When our President threw his support behind MSMEs and prioritized agriculture in his agenda, he also gave me the task of leading the jobs sector of the Private Sector Advisory Council.
They demonstrated that a KALAP model can work, and we believe that it can be scaled to a national level.
If we are to make an impact on job creation, we need to help our farmers become agripreneurs: farmers who innovate, think and behave like entrepreneurs. At the same time, we have to give them access to mentorship, markets and money, the three elements that an MSME needs to succeed.

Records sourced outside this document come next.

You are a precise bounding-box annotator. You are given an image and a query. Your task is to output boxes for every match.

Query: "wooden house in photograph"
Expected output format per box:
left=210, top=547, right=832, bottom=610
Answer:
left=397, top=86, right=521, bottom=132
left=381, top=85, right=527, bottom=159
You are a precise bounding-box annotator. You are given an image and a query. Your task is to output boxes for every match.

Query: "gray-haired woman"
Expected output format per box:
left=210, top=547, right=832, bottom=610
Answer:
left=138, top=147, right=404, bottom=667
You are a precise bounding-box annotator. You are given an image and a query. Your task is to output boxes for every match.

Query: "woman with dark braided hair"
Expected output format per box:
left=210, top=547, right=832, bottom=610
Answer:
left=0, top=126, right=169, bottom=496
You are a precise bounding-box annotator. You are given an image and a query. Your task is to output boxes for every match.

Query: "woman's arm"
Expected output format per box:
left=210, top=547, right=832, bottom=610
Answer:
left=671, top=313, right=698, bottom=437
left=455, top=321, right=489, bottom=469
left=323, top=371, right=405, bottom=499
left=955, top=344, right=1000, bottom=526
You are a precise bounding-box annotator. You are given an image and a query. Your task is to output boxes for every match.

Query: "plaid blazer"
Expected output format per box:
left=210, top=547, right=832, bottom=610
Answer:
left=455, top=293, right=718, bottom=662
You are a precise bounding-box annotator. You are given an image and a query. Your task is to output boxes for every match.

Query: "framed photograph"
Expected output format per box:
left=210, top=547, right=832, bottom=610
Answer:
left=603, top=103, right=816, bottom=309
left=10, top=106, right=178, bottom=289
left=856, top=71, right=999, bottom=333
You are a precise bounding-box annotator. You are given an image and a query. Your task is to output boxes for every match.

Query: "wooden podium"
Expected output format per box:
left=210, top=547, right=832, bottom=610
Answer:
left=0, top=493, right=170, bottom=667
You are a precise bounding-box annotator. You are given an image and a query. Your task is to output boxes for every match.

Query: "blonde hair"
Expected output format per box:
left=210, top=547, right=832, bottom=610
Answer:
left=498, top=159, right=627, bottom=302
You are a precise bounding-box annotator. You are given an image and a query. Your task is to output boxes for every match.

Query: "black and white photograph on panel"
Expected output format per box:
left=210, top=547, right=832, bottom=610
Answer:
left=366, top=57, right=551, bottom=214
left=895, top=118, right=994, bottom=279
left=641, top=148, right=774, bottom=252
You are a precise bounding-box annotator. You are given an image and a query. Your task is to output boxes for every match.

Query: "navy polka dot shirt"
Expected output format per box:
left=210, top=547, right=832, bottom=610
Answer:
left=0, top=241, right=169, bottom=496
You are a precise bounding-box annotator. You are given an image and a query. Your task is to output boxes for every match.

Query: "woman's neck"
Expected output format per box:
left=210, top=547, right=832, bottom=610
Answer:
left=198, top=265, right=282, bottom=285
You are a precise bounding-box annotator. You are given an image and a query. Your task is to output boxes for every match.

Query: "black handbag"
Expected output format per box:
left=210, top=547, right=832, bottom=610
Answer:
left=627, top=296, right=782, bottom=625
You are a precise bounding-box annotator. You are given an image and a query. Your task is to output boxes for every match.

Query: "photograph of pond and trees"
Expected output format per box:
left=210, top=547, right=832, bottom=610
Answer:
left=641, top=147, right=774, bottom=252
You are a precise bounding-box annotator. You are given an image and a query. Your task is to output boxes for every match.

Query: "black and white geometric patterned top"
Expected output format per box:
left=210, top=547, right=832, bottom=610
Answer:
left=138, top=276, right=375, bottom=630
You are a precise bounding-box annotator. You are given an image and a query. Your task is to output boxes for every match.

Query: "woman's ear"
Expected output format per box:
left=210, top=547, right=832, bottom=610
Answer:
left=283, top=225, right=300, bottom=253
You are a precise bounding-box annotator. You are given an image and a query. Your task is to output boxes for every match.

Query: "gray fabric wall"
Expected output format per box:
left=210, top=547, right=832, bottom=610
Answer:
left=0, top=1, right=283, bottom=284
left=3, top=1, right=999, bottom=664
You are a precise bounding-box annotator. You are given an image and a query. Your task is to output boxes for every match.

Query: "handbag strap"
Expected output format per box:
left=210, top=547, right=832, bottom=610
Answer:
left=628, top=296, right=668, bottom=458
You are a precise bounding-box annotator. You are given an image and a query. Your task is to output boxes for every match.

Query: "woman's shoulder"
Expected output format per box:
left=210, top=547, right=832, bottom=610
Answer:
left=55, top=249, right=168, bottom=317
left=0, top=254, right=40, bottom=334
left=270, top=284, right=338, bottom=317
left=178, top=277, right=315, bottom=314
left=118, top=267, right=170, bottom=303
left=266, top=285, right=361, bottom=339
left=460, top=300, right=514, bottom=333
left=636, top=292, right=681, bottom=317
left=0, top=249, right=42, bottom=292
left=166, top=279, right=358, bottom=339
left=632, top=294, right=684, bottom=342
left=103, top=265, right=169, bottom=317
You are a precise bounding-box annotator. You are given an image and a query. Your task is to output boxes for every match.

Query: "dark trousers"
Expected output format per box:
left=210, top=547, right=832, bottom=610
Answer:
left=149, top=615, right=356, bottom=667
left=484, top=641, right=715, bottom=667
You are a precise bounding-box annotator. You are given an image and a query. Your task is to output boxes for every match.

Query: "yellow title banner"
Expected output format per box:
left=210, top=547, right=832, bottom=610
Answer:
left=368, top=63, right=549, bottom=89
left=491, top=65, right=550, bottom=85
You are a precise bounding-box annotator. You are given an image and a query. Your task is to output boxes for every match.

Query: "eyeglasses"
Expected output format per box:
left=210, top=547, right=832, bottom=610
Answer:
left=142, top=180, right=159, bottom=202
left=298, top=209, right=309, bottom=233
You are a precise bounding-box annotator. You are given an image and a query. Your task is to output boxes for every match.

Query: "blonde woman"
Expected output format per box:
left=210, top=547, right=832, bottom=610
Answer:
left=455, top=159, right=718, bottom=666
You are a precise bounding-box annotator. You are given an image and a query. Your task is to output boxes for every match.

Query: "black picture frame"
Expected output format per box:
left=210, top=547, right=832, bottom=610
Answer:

This can be done through public-private partnerships between big brothers and the small farmers, aided by government help. Government’s involvement will be crucial because only the government can provide the enabling environment in terms of policies and regulation. We only need to look to the example set by former Piddig Mayor and now NIA Administrator Eddie Guillen, and Palawan Gov. Pepito Alvarez, on how local governments can help initiatives like KALAP. With the guidance of former agriculture secretary William Dar, who is now KALAP senior adviser, we have valuable insights from the government side.
But why agriculture? The agriculture sector accounts for a quarter of the total number of jobs in the country. It is the most challenging of sectors, and yet it is where we can make the biggest impact on jobs and, down the line, on our economy and food security.
MSMEs are the drivers of economic growth and job creation, accounting for more than 65 percent of jobs in the Philippines. It is in agriculture that we find a large number of the micro entrepreneurs – the micro farmers – and it is they who need the most help. It is in this sector where a multiplier effect of jobs and enterprises, growth in communities away from the urban centers, can happen.
With big-brother companies behind them and with a sound business model to support their business, these small farmers can finally gain access to capital. Agriculture is a capital-intensive venture, and it is deemed risky by financial institutions. But with KALAP, we can make it make sense for the financial institutions to invest in our farmers.
Over the 17 years since I founded Go Negosyo, as we mentored MSMEs all over the Philippines, their stories have remained the same: they need access to mentorship, to markets and to money or capital.
And so when our President gave me the task of leading the jobs sector of the PSAC, I took inspiration from these pioneers – who acted as big brothers to the small farmers – and from our work in Go Negosyo.
The nine pioneer big-brother companies – Lionheart Farms, Universal Leaf Phils., SL Agritech, Bounty Fresh, The LT Group, Yovel, Kennemer Foods, Nestlé and Central Azucarera de Tarlac – already can make such a difference as we implement inclusive business models to transform agriculture in primary agricultural commodities and industries – namely rice, coconut, tobacco, coffee, cacao, sugarcane and corn/feeds/livestock.
There will be challenges. I expect no less from embarking on a project that aims to foster the transformation of a sector that has long been overlooked and yet possesses the most potential to employ the poorest of the poor, and in the farthest reaches of our country.
But with the President’s support, and with important government agencies behind us – including the Department of Agriculture, the Department of the Interior and Local Government, the Department of Environment and Natural Resources, the Department of Trade and Industry, National Irrigation Administration, National Commission on Indigenous Peoples, National Tobacco Authority and the Philippine Coconut Authority – I firmly believe we are on to something.
KALAP stands to create jobs for Filipinos and promote inclusivity, agricultural entrepreneurship and investment, modernize and improve the agriculture sector and increase productivity and boost the livelihoods of farmers. It is public-private partnership at work, and perhaps the most important PPP that we will undertake.